In Turkey and the neighboring countries, violent earthquakes occur again and again, sometimes killing hundreds or thousands of people. The reason is two large seismically active zones that run through Turkey: In the north, the North Anatolian Fault, where a severe earthquake occurred in 1999 southeast of Istanbul, killing more than 17,000 people. It is the last most active earthquake zone in Turkey.
However, the current earthquake occurred in the second danger zone, the East Anatolian Fault, which has been comparatively quiet for the past 100 years. There, too, in the south-east of Turkey, two continental plates meet: the Arabian Plate and the Anatolian Plate. Both move sideways past each other at a speed of about 1.4 centimeters per year. The plates get stuck again and again. If the pent-up energy is released, earthquakes occur.
However, there has not been an earthquake as severe as the most recent one on the East Anatolian Fault for a long time: the last time the earth shook there was on November 29, 1114, with a magnitude of 7.8. There were other severe earthquakes in 1513 and 1893. In the past century, however, only one severe earthquake with a magnitude of 6.8 was measured there, on December 4, 1905. Tension has therefore built up in this area over a long period of time, according to in a communication from the German Research Center for Geosciences (GFZ). It was therefore “only a matter of time” before an earthquake like the current one would occur.
And the energy of the quake now released was tremendous: about 250 times the magnitude of the 6.2 magnitude quake in August 2016 in central Italy, which killed nearly 300 people. The scale used to measure earthquake magnitude is logarithmic: an increase in magnitude – the unit of measurement – means a tenfold increase in the vibration recorded by seismographs, but about a thirtyfold increase in the energy released.
“The higher magnitude and energy released means that a much larger area is affected,” Joanna Faure Walker, director of the UK’s UCL Institute for Risk and Disaster Reduction, told the Science Media Center (SMC). But the deadly consequences of an earthquake depended not only on the energy released, but also on the number of people in the affected area and on the quality and construction of the buildings.
Experts assume that collapsing buildings, in particular, cause many deaths in earthquakes. The Turkish government therefore passed a law in 2004 that all buildings must meet modern earthquake-proof standards. “Following the recent event, it will be important to verify that all buildings constructed since then have complied,” Walker said.

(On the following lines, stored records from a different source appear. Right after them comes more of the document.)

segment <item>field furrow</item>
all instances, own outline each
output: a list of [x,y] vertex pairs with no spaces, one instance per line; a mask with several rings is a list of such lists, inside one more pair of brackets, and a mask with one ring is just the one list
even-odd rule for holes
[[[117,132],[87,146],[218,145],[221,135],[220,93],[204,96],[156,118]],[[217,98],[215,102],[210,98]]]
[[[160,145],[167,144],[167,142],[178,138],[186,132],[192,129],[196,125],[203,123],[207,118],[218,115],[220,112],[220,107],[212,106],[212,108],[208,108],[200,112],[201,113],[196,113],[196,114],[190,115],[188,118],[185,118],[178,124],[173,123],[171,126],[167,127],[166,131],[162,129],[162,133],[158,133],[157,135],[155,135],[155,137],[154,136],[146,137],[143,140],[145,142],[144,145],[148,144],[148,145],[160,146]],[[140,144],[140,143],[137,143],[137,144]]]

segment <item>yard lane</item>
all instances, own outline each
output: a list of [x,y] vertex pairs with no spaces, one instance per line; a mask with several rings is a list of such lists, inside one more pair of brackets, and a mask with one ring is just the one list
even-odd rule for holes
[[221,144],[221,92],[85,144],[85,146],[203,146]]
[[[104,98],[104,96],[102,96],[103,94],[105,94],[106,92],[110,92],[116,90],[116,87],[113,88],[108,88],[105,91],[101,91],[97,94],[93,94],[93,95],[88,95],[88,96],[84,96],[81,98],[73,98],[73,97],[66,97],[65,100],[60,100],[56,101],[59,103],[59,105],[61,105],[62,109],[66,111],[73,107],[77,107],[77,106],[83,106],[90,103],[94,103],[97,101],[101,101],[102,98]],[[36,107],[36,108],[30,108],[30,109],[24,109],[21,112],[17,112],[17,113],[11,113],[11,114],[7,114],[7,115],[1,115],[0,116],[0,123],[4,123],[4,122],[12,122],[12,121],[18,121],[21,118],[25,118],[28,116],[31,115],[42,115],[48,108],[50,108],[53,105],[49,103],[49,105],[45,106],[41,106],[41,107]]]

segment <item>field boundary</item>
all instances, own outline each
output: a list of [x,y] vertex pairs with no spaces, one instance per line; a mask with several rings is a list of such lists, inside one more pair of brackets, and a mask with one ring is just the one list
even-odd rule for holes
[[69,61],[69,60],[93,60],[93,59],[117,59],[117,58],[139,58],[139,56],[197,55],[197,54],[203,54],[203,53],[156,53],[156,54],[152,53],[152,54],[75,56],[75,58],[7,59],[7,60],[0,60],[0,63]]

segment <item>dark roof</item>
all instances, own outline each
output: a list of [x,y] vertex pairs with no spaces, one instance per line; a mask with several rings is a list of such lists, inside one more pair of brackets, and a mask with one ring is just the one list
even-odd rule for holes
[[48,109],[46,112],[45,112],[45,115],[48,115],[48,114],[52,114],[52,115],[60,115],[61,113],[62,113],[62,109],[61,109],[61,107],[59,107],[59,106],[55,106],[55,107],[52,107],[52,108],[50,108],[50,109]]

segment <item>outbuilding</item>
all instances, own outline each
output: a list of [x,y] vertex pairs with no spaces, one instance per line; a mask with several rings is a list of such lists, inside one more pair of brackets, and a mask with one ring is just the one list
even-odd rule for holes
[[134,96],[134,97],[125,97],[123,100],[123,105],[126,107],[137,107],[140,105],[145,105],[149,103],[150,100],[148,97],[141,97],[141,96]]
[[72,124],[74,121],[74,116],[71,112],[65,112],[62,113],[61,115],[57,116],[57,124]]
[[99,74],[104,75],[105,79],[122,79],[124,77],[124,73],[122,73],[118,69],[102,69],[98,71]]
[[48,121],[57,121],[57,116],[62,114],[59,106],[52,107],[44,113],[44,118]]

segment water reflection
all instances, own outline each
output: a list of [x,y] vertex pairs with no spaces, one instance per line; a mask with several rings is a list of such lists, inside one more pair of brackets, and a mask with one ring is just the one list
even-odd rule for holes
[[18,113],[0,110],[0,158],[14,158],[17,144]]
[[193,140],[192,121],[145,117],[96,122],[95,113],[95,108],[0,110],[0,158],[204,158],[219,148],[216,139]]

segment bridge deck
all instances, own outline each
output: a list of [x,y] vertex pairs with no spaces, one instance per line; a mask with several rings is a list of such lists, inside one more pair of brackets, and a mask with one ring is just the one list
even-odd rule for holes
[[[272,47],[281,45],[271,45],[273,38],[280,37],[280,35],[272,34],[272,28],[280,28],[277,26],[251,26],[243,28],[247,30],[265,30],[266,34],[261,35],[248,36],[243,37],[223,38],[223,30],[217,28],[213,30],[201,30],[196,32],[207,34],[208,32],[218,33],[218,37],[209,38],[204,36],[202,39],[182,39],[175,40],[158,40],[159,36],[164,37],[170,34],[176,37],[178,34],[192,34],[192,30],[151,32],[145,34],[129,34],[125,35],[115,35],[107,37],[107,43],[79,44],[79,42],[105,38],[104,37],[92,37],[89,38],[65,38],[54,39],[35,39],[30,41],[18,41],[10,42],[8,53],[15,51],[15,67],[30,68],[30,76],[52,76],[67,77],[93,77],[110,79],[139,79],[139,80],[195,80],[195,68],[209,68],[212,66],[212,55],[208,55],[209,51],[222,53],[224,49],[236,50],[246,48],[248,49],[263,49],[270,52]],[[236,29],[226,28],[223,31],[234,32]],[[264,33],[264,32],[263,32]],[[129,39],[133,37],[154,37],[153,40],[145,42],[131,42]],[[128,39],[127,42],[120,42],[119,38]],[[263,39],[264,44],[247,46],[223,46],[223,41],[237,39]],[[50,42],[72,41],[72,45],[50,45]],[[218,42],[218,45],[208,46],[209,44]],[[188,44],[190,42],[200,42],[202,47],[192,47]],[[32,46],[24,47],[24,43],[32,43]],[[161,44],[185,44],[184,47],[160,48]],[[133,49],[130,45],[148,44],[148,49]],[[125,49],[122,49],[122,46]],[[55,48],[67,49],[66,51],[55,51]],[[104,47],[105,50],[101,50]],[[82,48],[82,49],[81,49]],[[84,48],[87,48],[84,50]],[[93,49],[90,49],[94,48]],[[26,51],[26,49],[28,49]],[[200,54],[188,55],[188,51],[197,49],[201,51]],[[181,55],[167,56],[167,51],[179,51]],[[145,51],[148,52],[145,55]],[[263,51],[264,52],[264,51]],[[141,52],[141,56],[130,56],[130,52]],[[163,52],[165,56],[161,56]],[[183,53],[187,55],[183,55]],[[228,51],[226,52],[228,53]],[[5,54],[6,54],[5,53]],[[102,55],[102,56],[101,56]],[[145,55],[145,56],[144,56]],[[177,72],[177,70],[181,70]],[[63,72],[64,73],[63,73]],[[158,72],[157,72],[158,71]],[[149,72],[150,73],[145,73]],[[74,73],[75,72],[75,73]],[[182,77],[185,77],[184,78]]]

“The photos show that some of the collapsed buildings may have been built before the advent of modern seismic standards and are therefore not designed and suitable for an earthquake of this magnitude,” Mohammad Kashani, professor of civil and seismic engineering at the University of Southampton, told the SMC . On the Syrian side in particular, years of civil war could have weakened the buildings, Bill McGuire, professor emeritus of geosciences at British UCL, told the SMC.
Kashani draws attention to another factor that appears to have been one of the reasons why the quake was so destructive: the shallow depth of the tremor. Because the quake was only about 18 kilometers below the surface. And the closer an earthquake of the same magnitude is to the earth’s surface, the more it vibrates. “The combination of large magnitude and shallow depth made this earthquake extremely destructive,” Kashani said.
And the danger may not yet be averted: “The magnitude of the aftershocks, which may decrease in strength but could persist for days, poses the risk that buildings already weakened by the previous tremors will collapse,” warns David Rothery, Professor of Planetary Earth Sciences at the UK Open University versus the SMC. This could endanger residents as well as the helpers.